Vergiss eines nicht: Musik wurde nicht immer zur Erbauung gemacht. Gerade "neue Musik" (ich sage jetzt mal pauschalisierend "um 1900") kehrt diesem Genussfaktor ganz bewusst den Rücken und will explizit nicht mehr gefallen. Warum dem so ist, kannst Du wohl kaum rein aus Dir selbst ergründen, oder?

Ich will es auch nicht. Das ist für mich eine Entartung der Kunst, die ich nicht mag und auch nicht gutheißen will.

Im wissenschaftlichen Bereich schließe ich mich dir in diesem Punkt vorbehaltlos an. Im musischen Bereich ist das aber IMHO ein Killer.
Nein, eine ebensolche Notwendigkeit. Um sich mit künstlerischen Werken ganzheitlich und vor allem wissenschaftlich auseinanderzusetzen, darfst Du nicht nur vom Rezipienten ausgehen. Das ist nicht nur einseitig, sondern einfach unvollständig!

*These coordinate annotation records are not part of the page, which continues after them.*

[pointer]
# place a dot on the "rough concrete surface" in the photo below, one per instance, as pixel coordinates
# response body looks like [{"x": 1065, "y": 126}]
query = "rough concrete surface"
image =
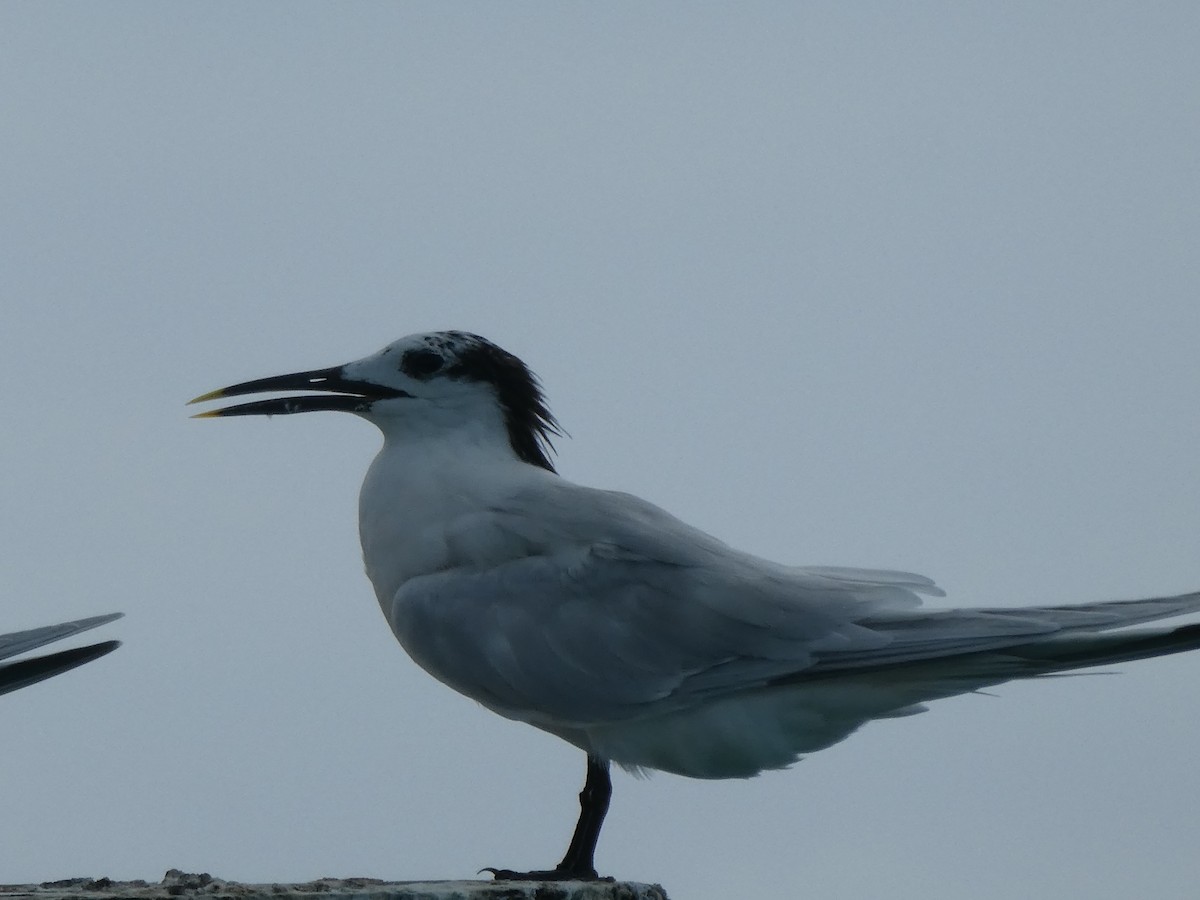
[{"x": 178, "y": 883}]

Mag sein - aber wie ich schon sagte: Ein Kunstwerk soll mich faszinieren. Wenn ich aber anfange, Hintergründe zu erforschen und das Werk nach wissenschaftlichen Aspekten zu analysieren, dann ist diese Faszination für immer zerstört. Schade drum.

Mit der grundsätzlichen pädagogischen Methode, musische Werke zu vermitteln, bin ich ausdrücklich nicht einverstanden. Aber das ist jetzt kein Argument gegen dich, das ist ein allgemeiner Punkt.
Ich konnte Dir meine Gründe dazu hoffentlich begreiflich machen. Du musst mir nicht zustimmen, was Deine private Meinung zum Umgang mit musischen Werken angeht, aber was das wissenschaftliche Arbeiten damit angeht, welches wir im Hinblick auf eine wissenschaftliche Berufslaufbahn unserer Abiturienten vermitteln müssen, kann ich Deine Haltung nicht allgemein gültig stehen lassen.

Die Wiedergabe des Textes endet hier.